Nicholas L. Pitsch - writes:

Some time ago, I received a printed sheet titled:"Sperry Rail Service Induction Detector Car Rolling Stock Specifications and Service Data" I can only guess it was an official Sperry document of some sort as it lists no copyright date, only "Source: Engineering Files and Car Files".

It lists several cars, including what I would call glorified track speeders built by Kalamazoo and Fairmont to the much-discussed Doodlebugs.
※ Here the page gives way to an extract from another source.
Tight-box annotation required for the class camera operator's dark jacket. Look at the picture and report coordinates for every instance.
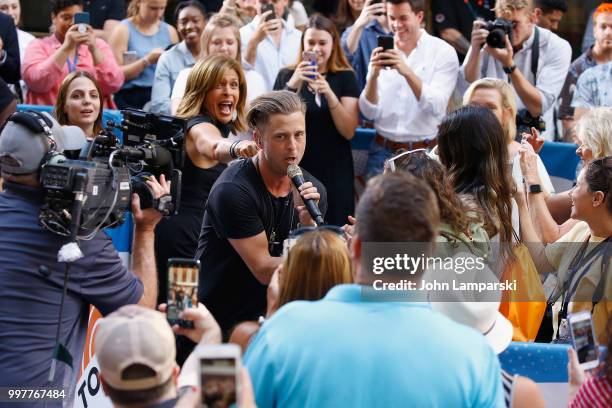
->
[0,181,143,405]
Also see SPERRY RAIL Roster

A listing of the "Doodlebugs"........

105 - Brill 11/29 - became 120
107 - Brill 11/29 - became NYC X8015 
108 - SRS ??/30 - became ??
115 - Brill 8/30 - became 121
116 - Brill 8/30 - became 122  
117 - St Louis Car 8/34 - ex B&O 6005 (Baltimore & Ohio)
118 - St Louis Car 8/34 - ex B&O 6006
119 - St Louis Car 9/34 - ex B&O 6003
120 - to Remington Arms
121 - to Remington Arms
122 - to St Louis Scrap dealer
123 - ex LV 14 (Lehigh Valley)
124 - ex LV 20
125 - ex LV 26
126 - ex CNW 9900 (Chicago & Northwestern)
127 - ex B&M 1151 (Boston & Maine)
128 - ex LV 15
129 - ex LV 29
130 - ex LV 28
131 - ex LV 27
132 - ex SAL 2003 (Seaboard Air Line)
133 - ex SAL 2002
134 - ex SAL 2022 - wrecked on B&M 12/63
135 - ex SAL 2023
136 - ex NYC M-11 (New York Central)

SRS627 Chase Car
Per Jan Olejnik:
This is what they call a "chase car" the large truck runs along testing, and if there is anything that needs to be looked at and hand tested, the mileage and paint mark information is transmitted via a FM data link to a laptop in this vehicle. We find the correct paint marks and mileage and hand test. Then the Test vehicle can just keep going along without stopping.
Per Bob Tegtmeier:
The SRS 107 was built for Sperry in 1930 by Brill and it was a model #75. It was outfitted with a Sperry rail flaw detection system (induction). It was sold to the New York Central as there X-8015 but I do not have that date. It may have been June of 1930 as that is when it is listed as going into service. It worked for may years as a rail test car. It was sold back to Sperry at some point as our X-107. In 1987 Sperry sold it to the museum in Essex, CT where it resides in the weeds somewhere today.
Per Bob Tegtmeier:
SRS 145 was refurbished in Danbury in 1998. It is unlike any current 100 Series Detector Vehicles. It runs with a chase car and there are no sleeping quarters so the crews stay in motels at night like the hi-rail detector vehicles. It is named for Bob McGuire who worked at Sperry for many years.